The number of cancers with effective CAR T-cell therapies is limited and the total number of patients who have received these therapies represents only a small fraction of potentially eligible cancer patients. Today, five years after CAR T-cells were first approved to treat non-Hodgkin’s lymphoma (NHL) and acute lymphocytic leukemia (ALL), over 40,000 U.S. patients may be eligible to be treated by CD19 CAR T-cell therapies, but fewer than 3,800 patients are expected to receive such treatment in 2023. Furthermore, resistance mechanisms in hematologic malignancies can limit the strength and quality of T-cell response and contribute to disease progression, including loss or down-regulation of target antigen expression, loss of costimulation and limited CAR T-cell persistence. CARGO’s programs, platform technologies, and manufacturing strategy are designed to directly address the limitations of approved cell therapies, including limited durability of effect, safety concerns and unreliable supply. Our solution involves engineering CAR T-cells with genetic “cargo” designed to enhance the ability to recognize and kill cancer cells in a patient’s body.

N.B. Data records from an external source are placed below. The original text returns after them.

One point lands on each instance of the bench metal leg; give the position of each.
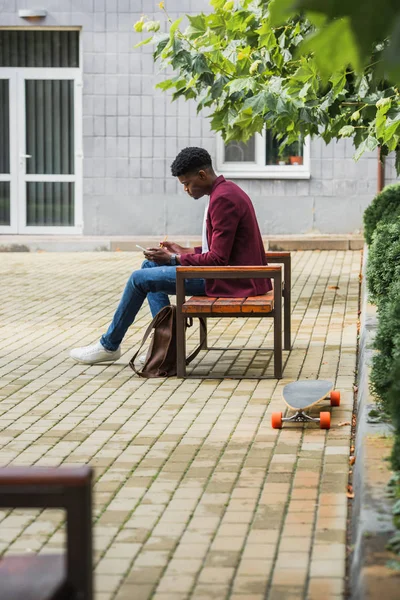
(278, 331)
(203, 333)
(180, 346)
(79, 542)
(287, 301)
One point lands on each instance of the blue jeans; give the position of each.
(152, 281)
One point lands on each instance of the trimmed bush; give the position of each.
(383, 261)
(387, 342)
(385, 206)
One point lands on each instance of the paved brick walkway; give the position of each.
(196, 496)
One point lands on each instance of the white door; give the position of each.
(8, 153)
(41, 149)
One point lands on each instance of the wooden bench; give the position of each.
(268, 305)
(50, 576)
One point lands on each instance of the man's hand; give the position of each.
(176, 248)
(159, 255)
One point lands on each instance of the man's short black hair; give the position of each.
(190, 160)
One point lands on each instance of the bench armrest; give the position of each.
(48, 476)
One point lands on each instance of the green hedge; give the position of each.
(385, 206)
(383, 260)
(387, 343)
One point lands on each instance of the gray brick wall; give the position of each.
(132, 132)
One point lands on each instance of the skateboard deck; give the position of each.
(303, 394)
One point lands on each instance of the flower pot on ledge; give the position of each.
(296, 160)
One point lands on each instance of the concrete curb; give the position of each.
(76, 243)
(372, 523)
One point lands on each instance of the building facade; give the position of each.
(86, 140)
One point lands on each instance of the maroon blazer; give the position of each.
(234, 238)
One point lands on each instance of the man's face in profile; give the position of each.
(194, 184)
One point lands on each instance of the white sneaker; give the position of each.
(96, 353)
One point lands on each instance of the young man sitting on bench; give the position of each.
(231, 236)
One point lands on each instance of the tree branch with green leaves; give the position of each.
(297, 68)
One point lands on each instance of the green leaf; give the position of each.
(218, 4)
(346, 131)
(280, 11)
(138, 27)
(161, 45)
(200, 65)
(197, 26)
(260, 103)
(174, 27)
(266, 35)
(338, 81)
(242, 84)
(143, 42)
(337, 35)
(397, 162)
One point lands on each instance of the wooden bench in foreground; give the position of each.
(50, 576)
(268, 305)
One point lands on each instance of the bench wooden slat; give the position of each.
(219, 306)
(37, 577)
(52, 476)
(263, 303)
(198, 304)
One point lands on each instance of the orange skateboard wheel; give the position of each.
(335, 398)
(276, 420)
(325, 420)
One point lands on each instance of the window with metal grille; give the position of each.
(40, 48)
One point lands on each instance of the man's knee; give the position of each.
(148, 264)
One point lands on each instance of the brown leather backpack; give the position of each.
(161, 355)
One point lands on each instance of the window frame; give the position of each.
(258, 169)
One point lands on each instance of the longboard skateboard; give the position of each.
(303, 394)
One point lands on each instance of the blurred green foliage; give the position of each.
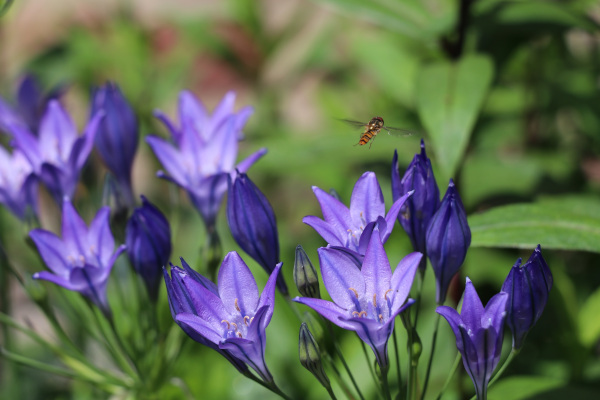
(504, 93)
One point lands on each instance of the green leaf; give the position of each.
(449, 97)
(522, 387)
(589, 323)
(567, 223)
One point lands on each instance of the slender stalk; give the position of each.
(430, 362)
(338, 352)
(385, 388)
(511, 356)
(450, 375)
(398, 372)
(373, 375)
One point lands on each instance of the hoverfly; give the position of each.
(373, 127)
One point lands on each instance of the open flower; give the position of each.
(82, 260)
(18, 184)
(479, 334)
(231, 317)
(351, 228)
(58, 154)
(203, 151)
(365, 300)
(528, 287)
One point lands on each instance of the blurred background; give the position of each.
(531, 71)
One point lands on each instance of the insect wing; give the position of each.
(356, 124)
(398, 131)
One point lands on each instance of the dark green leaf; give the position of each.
(568, 223)
(449, 97)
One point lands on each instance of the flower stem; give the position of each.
(338, 352)
(398, 371)
(450, 375)
(430, 362)
(373, 375)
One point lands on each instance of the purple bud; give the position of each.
(117, 135)
(528, 286)
(148, 240)
(252, 223)
(417, 211)
(448, 238)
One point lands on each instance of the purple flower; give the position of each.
(417, 211)
(148, 240)
(18, 185)
(351, 228)
(528, 287)
(31, 104)
(203, 151)
(117, 136)
(252, 223)
(58, 153)
(479, 334)
(82, 260)
(448, 239)
(232, 317)
(368, 299)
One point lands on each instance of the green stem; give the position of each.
(450, 375)
(514, 352)
(385, 387)
(398, 372)
(338, 352)
(373, 375)
(430, 362)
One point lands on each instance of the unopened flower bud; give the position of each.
(305, 275)
(528, 286)
(310, 356)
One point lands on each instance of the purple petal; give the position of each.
(326, 230)
(203, 328)
(342, 278)
(403, 278)
(83, 145)
(74, 229)
(52, 251)
(169, 157)
(472, 309)
(100, 237)
(392, 215)
(328, 310)
(334, 212)
(245, 165)
(366, 203)
(57, 133)
(237, 287)
(57, 280)
(267, 298)
(376, 268)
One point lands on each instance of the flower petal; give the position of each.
(366, 203)
(403, 278)
(237, 287)
(342, 278)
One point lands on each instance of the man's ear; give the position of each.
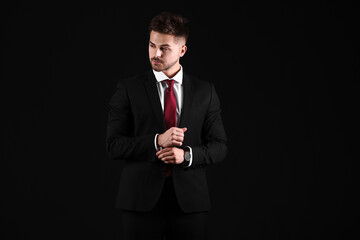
(183, 50)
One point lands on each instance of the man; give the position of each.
(166, 126)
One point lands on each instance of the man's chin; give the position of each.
(156, 68)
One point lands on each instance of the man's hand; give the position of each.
(173, 137)
(171, 155)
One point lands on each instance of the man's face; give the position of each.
(165, 51)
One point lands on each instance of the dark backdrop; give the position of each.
(288, 80)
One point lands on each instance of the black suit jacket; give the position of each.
(135, 117)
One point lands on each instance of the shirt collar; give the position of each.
(160, 76)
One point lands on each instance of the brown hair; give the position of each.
(170, 23)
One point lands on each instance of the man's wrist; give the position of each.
(187, 157)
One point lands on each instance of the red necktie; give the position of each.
(169, 113)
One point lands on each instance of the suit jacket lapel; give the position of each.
(187, 101)
(153, 96)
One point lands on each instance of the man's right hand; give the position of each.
(173, 137)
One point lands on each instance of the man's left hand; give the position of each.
(171, 155)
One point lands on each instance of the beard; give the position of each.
(161, 66)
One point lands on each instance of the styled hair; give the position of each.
(170, 23)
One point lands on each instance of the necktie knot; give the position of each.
(170, 84)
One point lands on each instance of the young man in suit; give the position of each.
(166, 127)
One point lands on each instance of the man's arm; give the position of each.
(120, 142)
(213, 149)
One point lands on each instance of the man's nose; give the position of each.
(158, 53)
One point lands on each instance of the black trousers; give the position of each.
(165, 221)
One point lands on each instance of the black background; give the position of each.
(288, 79)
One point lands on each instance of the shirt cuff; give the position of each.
(155, 143)
(190, 162)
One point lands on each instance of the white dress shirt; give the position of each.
(178, 91)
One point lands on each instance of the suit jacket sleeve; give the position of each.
(213, 148)
(120, 142)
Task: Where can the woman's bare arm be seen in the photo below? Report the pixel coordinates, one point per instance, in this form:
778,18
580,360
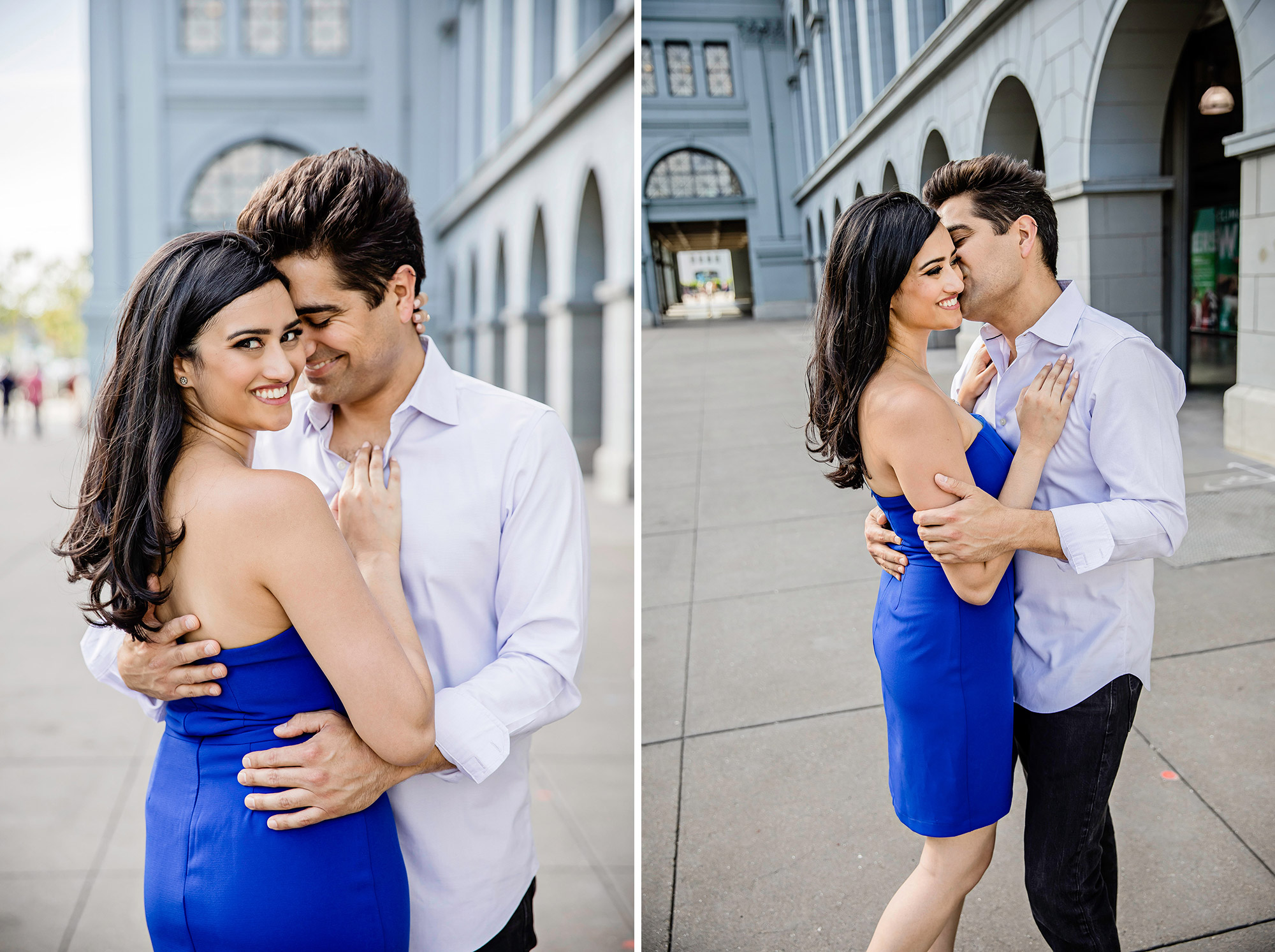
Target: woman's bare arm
303,559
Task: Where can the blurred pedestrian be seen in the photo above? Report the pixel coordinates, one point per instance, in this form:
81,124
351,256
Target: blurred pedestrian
36,395
7,383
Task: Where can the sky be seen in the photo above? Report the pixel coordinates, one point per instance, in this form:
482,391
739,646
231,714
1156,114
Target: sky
45,194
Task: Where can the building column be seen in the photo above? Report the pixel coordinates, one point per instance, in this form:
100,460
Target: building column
902,36
815,31
565,36
558,358
485,349
516,350
868,92
525,40
492,70
1249,407
614,462
838,29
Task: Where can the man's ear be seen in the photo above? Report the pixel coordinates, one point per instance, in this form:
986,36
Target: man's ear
1026,229
402,291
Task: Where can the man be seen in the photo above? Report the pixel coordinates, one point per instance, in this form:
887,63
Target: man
1112,498
494,560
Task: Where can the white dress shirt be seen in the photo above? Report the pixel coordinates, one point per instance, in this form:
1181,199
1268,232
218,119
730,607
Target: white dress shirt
495,568
1118,493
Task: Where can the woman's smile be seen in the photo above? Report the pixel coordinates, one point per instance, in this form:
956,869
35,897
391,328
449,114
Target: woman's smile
275,396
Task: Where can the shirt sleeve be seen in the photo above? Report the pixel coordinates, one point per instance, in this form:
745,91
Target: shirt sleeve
100,647
541,606
1135,443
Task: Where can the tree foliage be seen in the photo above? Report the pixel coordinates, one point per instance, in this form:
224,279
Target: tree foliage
41,300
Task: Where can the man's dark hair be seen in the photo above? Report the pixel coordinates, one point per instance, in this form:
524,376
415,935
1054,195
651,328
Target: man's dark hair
1002,189
347,205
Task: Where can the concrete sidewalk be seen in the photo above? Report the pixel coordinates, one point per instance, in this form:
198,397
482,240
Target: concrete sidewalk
76,756
767,817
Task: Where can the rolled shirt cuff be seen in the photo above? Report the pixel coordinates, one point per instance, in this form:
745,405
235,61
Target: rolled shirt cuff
469,735
1084,535
100,648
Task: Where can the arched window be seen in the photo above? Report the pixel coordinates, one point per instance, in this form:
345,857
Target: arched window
228,183
692,174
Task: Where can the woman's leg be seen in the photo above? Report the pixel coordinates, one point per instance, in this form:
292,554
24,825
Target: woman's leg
929,902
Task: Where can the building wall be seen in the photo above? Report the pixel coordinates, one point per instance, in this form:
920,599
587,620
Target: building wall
492,108
1098,75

Our lead program, CRG-022, is a novel CAR T-cell product candidate designed to address resistance mechanisms by targeting CD22, a tumor antigen that is expressed in a vast majority of B-cell malignancies. We are currently evaluating CRG-022 in a potentially pivotal Phase 2 clinical trial in patients with large B-cell lymphoma (LBCL) whose disease relapsed or was refractory (R/R) to CD19 CAR T-cell therapy. We also plan to evaluate CRG-022 in patients at earlier stages of disease, including LBCL and other hematologic malignancies.
Beyond our lead program, we are leveraging our proprietary cell engineering platform technologies to develop a pipeline of programs that incorporate multiple transgene therapeutic “cargo” designed to enhance CAR T-cell persistence and trafficking to tumor lesions, as well as to help safeguard against tumor resistance and T-cell exhaustion.
Our founders are pioneers and world-class experts in CAR T-cell therapy, and its team has significant experience and success developing, manufacturing, launching and commercializing oncology and cell therapy products.